The physician Thomas Sydenham’s description of the progress of the disease includes the graphic observations that the symptoms begin with a spot, about the size and colour of a measle, which appears in some part of the glans, followed by a discharge from the urethra. As the pustule becomes an ulcer, the patient experiences great pain during erections, followed by the development of buboes, swellings of the lymph nodes, in the groin. Then come splitting headaches, pains in the arms and legs, while crusts and scabs form on the skin. The bones of the skull, shin-bones and arm-bones are raised into hard tubers, and, worst of all, the cartilage of the nose is eaten away so that the bridge sinks in and the nose flattens.8 One author noted the case of a man who ‘being long sicke of the poxe had two tumours and an ulcer in his nose, at the which everie day there came foorth great quantitie of stinking and filthie matter’. This grim description depicts one of the most horrible lesions of syphilis, in which nasal bones are destroyed by gumma, or gummy tumours. Syphilis attacks the mucous membranes and soft tissue, eating away the nose and in serious cases exposing the brain to the air.9

Treatment of a syphilitic couple with mercury balm, a common medication during the fifteenth century.

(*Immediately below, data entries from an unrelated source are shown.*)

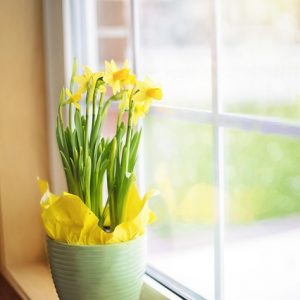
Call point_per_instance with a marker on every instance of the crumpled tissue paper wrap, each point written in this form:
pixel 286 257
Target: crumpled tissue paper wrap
pixel 67 219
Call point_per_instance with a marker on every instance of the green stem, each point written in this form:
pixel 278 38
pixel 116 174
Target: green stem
pixel 128 133
pixel 87 127
pixel 70 117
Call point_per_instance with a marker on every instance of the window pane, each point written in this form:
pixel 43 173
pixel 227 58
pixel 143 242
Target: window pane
pixel 174 40
pixel 263 217
pixel 113 30
pixel 178 161
pixel 261 57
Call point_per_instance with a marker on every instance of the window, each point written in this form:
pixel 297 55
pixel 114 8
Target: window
pixel 223 147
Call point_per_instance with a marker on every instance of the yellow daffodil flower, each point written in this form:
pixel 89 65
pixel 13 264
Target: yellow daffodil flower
pixel 147 91
pixel 74 98
pixel 118 78
pixel 67 219
pixel 140 110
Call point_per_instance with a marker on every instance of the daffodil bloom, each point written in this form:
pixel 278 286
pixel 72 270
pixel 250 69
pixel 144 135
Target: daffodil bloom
pixel 117 78
pixel 140 110
pixel 147 91
pixel 88 78
pixel 74 98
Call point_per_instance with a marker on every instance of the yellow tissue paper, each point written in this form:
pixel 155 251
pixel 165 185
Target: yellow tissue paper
pixel 67 219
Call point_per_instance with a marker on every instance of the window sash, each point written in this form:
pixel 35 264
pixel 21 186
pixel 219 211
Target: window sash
pixel 219 120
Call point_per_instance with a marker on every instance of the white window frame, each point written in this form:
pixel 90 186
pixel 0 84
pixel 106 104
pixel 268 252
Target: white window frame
pixel 217 118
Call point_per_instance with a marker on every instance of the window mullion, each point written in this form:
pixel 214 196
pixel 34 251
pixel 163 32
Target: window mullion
pixel 218 152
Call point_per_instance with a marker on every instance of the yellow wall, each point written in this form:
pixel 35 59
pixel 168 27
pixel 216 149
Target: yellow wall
pixel 23 129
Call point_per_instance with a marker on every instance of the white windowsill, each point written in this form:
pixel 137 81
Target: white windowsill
pixel 33 281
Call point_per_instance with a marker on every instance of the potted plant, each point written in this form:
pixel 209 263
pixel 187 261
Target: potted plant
pixel 96 230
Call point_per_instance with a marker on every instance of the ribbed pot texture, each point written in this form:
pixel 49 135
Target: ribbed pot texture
pixel 110 272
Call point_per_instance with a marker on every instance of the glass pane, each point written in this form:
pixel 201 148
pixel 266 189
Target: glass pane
pixel 261 57
pixel 174 41
pixel 178 162
pixel 113 30
pixel 263 217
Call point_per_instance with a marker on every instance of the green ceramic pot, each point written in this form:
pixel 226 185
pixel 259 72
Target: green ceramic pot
pixel 109 272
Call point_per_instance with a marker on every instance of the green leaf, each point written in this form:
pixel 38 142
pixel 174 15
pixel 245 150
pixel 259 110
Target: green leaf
pixel 79 128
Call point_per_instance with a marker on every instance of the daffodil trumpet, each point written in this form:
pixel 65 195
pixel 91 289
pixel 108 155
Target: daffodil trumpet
pixel 102 202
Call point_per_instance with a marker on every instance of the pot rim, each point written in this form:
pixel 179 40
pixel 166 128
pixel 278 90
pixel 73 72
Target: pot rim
pixel 120 244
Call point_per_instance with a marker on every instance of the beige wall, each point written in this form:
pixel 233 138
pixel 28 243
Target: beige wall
pixel 23 129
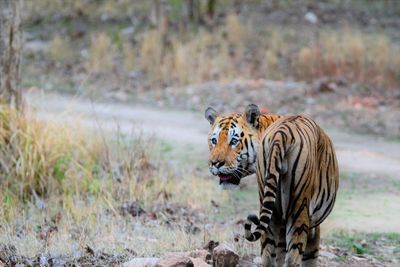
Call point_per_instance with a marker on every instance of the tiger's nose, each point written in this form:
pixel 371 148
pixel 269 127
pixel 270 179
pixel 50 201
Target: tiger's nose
pixel 218 163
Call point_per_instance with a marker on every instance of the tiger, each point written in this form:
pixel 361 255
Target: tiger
pixel 297 175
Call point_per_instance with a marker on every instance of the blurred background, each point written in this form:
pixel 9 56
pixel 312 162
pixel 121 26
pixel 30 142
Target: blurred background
pixel 107 161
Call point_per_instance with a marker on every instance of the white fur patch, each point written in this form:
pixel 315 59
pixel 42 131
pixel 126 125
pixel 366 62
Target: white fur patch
pixel 228 186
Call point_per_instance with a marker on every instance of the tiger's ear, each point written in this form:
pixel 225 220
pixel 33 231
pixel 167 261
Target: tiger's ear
pixel 252 113
pixel 210 114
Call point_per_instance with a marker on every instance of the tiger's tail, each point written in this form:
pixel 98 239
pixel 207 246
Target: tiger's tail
pixel 276 167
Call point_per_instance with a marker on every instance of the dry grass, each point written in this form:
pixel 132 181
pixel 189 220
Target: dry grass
pixel 102 54
pixel 367 58
pixel 62 187
pixel 60 50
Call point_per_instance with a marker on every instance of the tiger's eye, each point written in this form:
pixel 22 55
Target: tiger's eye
pixel 233 142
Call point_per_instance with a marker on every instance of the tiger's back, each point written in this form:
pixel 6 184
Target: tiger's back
pixel 298 177
pixel 311 168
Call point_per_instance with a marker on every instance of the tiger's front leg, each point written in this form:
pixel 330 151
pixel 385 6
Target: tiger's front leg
pixel 297 230
pixel 268 249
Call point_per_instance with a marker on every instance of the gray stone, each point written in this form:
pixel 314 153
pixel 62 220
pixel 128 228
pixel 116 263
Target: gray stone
pixel 141 262
pixel 223 256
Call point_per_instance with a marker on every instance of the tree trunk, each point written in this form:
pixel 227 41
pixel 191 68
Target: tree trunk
pixel 10 52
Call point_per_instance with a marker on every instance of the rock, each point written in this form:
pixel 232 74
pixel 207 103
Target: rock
pixel 211 245
pixel 223 256
pixel 175 260
pixel 200 254
pixel 311 17
pixel 197 262
pixel 141 262
pixel 36 46
pixel 328 255
pixel 257 261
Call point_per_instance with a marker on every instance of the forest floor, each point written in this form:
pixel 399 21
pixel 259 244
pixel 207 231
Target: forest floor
pixel 369 166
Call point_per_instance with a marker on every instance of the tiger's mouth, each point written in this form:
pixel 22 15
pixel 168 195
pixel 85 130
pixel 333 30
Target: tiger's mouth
pixel 228 178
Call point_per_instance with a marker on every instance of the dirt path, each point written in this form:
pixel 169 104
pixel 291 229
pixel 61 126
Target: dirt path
pixel 355 153
pixel 366 205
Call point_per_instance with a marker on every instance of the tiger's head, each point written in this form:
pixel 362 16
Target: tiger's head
pixel 233 141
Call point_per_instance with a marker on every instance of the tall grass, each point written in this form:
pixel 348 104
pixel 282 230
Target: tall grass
pixel 69 165
pixel 237 49
pixel 366 58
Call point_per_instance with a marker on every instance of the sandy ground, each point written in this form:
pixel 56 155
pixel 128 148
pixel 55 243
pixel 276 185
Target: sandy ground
pixel 364 155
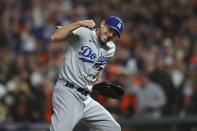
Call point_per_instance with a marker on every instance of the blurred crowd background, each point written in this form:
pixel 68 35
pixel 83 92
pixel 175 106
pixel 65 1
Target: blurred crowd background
pixel 155 60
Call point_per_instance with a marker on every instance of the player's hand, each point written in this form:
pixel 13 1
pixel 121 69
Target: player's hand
pixel 87 23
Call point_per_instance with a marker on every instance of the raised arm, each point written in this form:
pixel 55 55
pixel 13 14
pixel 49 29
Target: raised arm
pixel 64 31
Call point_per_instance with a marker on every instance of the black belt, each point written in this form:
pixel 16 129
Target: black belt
pixel 79 89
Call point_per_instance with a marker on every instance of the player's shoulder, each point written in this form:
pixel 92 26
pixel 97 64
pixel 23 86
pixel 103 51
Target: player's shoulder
pixel 83 29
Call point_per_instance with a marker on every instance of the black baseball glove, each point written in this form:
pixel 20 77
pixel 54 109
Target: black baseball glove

This was an extreme example of syphilis; just as disturbing were the symptoms that went undetected. Victims were not always aware that they had been infected, and the disease took time to reveal itself: patients might feel well for up to four months before the syphilitic symptoms appeared, in the form of a ‘dosser’ or syphilitic bubo, agonizing ulcers that ate away the skin. But treatment was just as painful. The traditional remedy for all skin diseases such as scabies, psoriasis and leprosy was mercury, orUnguentum Saracenium, an ointment invented by the Arabs (hence the name ‘Saracen’) and readily available in Europe.10 This was a primitive form of chemotherapy, in which the mercury burned off the skin tumours, although it was not an effective long-term cure, as it did not destroy the infection and it was highly toxic.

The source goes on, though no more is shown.